After graduation, with his work in The Wood Shed complete, Wensel said he believed that his time as a certified super fan was over. His feelings remained the same until his sophomore year in college when he decided to return to the sidelines – only this time with a painted face.

That’s a choice that Brett Favre would applaud.

“I wanted to become more integrated on campus,” said Wensel, who hopes to receive his MBA from Gannon. “I felt a tug to come back as I felt more comfortable here – and last year it just all came out.”

Since his first game – a Knights’ football game – Wensel has made appearances at water polo, lacrosse, volleyball, baseball, softball, men’s and women’s basketball and soccer events. 

When it comes to the hierarchy of games, Gannon’s own super-fan has certain sports he’d rather watch.

“Football and basketball are my favorites to attend, just for the sole reason that I’m more knowledgeable about them,” he said. “It’s easier to yell and shout when I already know the rules instead of learning as I go. I just enjoy a good game – no matter what the sport.”

However, his love of Gannon sports isn’t the only reason he rabidly cheers for the Knights.  Game days give Wensel, who describes himself as relaxed and quiet away from the stadiums, an outlet to release some pent-up emotion.

“It’s actually a good stress relief for me,” he said. “I look at it as a good unwinding activity that lets me get loose for a couple of hours.”

While he is cooling off, the rest of the section cheering with him is just beginning to heat up. According to Beth Gaertner, a junior communications arts major, it’s because of Wensel that other spectators get excited.

“He brings everyone’s morale up,” Gaertner said. “He makes every game exciting – no matter the score, who’s winning, or which team Gannon is playing. The games are a lot different when he’s not there.”

Not only do his cheering-mates enjoy Wensel’s presence, he is also a big hit with the alumni and parents. He claims that 99 percent of the feedback he receives is positive.

“Its pretty cool watching parents come up to him to talk and thank him,” Gaertner said. “He’s such a big fan and it’s important to have people like that because without them the teams are just playing for themselves.”

The players he cheers for have taken note. The women’s basketball team’s senior guard Julie Kleber is grateful to have a fan so engrossed in the action.

“It was great to have him,” Kleber said.  “He’s one of our biggest fans. It was fun to look up and see him leading cheers. Hopefully we’re going to have that again this year.”

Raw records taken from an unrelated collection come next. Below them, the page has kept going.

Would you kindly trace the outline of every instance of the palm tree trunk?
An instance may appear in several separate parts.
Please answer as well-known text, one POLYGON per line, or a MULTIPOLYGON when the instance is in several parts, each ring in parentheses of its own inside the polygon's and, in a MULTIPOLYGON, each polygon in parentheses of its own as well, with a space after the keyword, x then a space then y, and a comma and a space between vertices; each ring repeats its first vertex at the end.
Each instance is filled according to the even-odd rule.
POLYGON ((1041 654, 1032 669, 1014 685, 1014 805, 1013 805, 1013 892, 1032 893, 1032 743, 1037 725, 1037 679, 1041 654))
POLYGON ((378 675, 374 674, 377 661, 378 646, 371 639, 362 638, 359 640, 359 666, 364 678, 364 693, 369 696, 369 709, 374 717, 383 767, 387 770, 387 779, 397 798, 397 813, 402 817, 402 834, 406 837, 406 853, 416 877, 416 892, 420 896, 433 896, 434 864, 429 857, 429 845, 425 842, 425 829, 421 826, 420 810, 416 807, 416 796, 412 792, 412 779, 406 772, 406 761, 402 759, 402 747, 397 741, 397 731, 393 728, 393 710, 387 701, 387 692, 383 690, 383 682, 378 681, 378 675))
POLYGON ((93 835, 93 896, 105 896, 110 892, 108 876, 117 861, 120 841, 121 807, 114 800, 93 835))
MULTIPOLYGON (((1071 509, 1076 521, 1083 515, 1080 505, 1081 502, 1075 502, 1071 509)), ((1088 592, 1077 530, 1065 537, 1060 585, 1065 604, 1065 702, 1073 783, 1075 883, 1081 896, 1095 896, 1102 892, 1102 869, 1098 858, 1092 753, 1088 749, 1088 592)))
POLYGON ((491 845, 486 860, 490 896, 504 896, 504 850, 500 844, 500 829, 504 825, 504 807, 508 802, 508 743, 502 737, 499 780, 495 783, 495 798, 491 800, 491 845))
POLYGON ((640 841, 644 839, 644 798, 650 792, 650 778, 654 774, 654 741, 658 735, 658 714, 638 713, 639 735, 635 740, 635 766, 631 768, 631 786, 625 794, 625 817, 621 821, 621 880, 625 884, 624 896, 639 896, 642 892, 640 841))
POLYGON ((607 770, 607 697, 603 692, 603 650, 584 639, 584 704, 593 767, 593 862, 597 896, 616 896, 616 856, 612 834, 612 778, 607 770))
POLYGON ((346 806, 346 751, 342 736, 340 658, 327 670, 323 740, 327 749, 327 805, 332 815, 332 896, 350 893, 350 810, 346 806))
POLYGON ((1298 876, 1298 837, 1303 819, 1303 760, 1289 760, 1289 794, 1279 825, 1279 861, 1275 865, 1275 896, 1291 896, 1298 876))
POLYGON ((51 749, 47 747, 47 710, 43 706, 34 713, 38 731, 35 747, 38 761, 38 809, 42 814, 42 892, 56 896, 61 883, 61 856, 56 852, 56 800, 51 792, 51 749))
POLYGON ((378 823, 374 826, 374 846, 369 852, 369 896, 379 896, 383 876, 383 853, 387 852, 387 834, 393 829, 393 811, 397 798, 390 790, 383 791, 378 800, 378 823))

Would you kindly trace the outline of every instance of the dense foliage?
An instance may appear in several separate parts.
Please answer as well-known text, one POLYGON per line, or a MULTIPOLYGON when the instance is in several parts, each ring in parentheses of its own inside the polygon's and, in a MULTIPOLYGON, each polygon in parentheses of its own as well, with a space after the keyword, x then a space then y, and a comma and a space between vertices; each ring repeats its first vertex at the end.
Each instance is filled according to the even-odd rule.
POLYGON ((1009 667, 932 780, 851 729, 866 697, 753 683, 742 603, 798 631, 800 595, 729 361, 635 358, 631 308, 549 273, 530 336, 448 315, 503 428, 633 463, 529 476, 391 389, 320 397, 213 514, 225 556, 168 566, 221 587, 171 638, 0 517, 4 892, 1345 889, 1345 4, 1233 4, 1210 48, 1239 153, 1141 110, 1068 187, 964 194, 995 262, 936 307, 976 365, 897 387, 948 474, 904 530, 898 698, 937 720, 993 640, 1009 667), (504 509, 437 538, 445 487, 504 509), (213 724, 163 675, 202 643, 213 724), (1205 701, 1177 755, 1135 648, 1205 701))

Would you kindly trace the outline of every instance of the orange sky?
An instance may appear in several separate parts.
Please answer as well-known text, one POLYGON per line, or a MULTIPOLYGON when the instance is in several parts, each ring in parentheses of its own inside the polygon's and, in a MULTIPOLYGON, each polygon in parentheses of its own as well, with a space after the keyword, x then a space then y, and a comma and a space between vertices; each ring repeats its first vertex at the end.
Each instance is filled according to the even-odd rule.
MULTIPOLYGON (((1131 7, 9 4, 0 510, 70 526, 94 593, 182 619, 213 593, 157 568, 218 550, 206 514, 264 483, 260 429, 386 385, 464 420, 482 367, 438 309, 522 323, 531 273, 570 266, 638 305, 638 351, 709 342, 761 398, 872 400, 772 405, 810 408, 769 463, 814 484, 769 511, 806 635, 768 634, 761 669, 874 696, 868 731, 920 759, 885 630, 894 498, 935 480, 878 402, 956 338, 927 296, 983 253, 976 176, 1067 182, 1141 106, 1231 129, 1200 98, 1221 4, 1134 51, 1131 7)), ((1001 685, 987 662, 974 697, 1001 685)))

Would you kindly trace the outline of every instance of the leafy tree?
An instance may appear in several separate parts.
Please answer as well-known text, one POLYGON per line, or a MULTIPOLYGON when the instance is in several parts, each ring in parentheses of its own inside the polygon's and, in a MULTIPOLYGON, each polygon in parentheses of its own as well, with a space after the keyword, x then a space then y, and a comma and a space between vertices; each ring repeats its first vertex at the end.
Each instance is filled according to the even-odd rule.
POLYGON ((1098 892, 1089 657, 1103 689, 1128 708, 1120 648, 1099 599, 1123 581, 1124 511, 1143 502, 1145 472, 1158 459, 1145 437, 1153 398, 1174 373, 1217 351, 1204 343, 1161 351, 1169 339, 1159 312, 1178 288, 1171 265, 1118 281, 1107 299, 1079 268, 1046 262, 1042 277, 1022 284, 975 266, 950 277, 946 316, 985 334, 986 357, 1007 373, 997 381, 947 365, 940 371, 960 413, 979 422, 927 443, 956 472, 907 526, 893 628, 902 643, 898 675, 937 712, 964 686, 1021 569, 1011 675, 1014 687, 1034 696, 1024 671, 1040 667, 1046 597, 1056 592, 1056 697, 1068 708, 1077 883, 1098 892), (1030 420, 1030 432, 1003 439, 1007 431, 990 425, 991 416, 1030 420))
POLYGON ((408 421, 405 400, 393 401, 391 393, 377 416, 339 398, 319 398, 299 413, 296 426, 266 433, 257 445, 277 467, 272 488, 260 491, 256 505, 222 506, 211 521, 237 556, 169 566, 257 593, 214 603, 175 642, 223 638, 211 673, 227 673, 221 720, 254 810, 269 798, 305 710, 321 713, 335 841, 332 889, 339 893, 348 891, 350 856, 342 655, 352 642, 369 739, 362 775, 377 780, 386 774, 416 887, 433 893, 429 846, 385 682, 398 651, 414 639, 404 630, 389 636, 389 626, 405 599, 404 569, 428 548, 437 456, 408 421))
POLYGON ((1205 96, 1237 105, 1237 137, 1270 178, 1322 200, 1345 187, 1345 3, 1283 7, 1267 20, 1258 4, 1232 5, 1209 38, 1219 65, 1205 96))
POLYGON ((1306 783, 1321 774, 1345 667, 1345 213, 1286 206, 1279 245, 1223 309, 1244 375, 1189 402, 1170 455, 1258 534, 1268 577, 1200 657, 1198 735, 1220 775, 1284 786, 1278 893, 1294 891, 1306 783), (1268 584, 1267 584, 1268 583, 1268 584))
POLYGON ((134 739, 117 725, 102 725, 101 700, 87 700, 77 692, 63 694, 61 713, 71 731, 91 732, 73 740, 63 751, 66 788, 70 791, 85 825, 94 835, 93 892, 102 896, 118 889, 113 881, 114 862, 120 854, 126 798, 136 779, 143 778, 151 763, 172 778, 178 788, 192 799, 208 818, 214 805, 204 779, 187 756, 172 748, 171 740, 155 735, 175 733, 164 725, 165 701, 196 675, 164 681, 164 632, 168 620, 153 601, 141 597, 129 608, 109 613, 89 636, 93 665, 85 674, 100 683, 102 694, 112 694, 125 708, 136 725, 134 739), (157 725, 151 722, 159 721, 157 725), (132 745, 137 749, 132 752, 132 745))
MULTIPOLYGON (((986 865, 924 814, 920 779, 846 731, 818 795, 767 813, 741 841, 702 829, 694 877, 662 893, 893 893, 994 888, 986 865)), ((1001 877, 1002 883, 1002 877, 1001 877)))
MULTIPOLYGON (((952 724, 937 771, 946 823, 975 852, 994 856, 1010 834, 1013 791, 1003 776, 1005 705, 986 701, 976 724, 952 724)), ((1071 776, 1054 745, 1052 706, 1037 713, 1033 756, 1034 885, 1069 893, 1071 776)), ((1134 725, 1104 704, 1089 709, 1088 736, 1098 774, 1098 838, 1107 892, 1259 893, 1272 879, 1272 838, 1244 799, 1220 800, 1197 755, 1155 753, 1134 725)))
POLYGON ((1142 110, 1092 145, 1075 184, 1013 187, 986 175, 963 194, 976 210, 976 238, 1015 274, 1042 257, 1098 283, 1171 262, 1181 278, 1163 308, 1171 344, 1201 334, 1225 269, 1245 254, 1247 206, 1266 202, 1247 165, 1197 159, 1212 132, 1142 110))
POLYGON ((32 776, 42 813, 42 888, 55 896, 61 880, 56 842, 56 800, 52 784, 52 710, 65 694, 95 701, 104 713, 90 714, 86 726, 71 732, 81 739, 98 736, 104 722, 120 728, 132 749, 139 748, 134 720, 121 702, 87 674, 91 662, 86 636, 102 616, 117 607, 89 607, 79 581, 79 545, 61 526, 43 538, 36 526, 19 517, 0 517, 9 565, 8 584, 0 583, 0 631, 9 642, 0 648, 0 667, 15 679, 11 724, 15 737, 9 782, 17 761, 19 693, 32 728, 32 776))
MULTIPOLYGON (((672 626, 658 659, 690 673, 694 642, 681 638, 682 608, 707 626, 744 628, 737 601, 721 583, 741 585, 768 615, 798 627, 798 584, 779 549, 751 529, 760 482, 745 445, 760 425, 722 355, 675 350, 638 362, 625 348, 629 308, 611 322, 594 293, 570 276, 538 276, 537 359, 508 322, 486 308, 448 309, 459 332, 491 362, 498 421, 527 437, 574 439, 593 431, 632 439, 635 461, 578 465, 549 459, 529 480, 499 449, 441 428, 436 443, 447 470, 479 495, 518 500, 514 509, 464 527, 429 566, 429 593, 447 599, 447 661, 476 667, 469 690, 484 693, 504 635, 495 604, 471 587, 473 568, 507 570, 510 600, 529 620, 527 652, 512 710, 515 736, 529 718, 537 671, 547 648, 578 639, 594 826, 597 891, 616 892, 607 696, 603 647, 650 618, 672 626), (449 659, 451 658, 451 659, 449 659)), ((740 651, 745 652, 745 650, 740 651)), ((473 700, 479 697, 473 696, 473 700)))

As much Kleber enjoys having Wensel at the games, the competition would rather he steer clear of home games as each appearance comes with advice for the rest of the spectators of how to accomplish the ultimate goal – to get under the opposition’s skin.

“We really take a cue from Everett and what he does,” Gaertner said. “He teaches us some tricks and gets us to become more vocal and step up our game.”

While Wensel likes to think he makes it difficult for the opposition, he’ll be the first to admit he has no idea how much he actually matters.

“We try to get into everyone’s head, but there is no way to really measure it,” said Wensel, who was kicked out of a women’s lacrosse game last season for boisterous behavior. “But if you get any acknowledgement from a player, you know you’ve done your job.”

According to Wensel, cheering the Knights on is a team effort and one he shouldn’t take all the credit for.

“We’re 1A, 1B, 1C, when it comes to cheering – it’s not just one person,” he said. “If one of us can’t make it, someone else is there. We even had people cheering at both basketball tournaments over Thanksgiving break.”

At the end of the day, Wensel said he’s Gannon super-fan for the experience, and no other reason.

“It’s just something I enjoy doing,” he said. “If nothing else, I provide a lot of entertainment value.”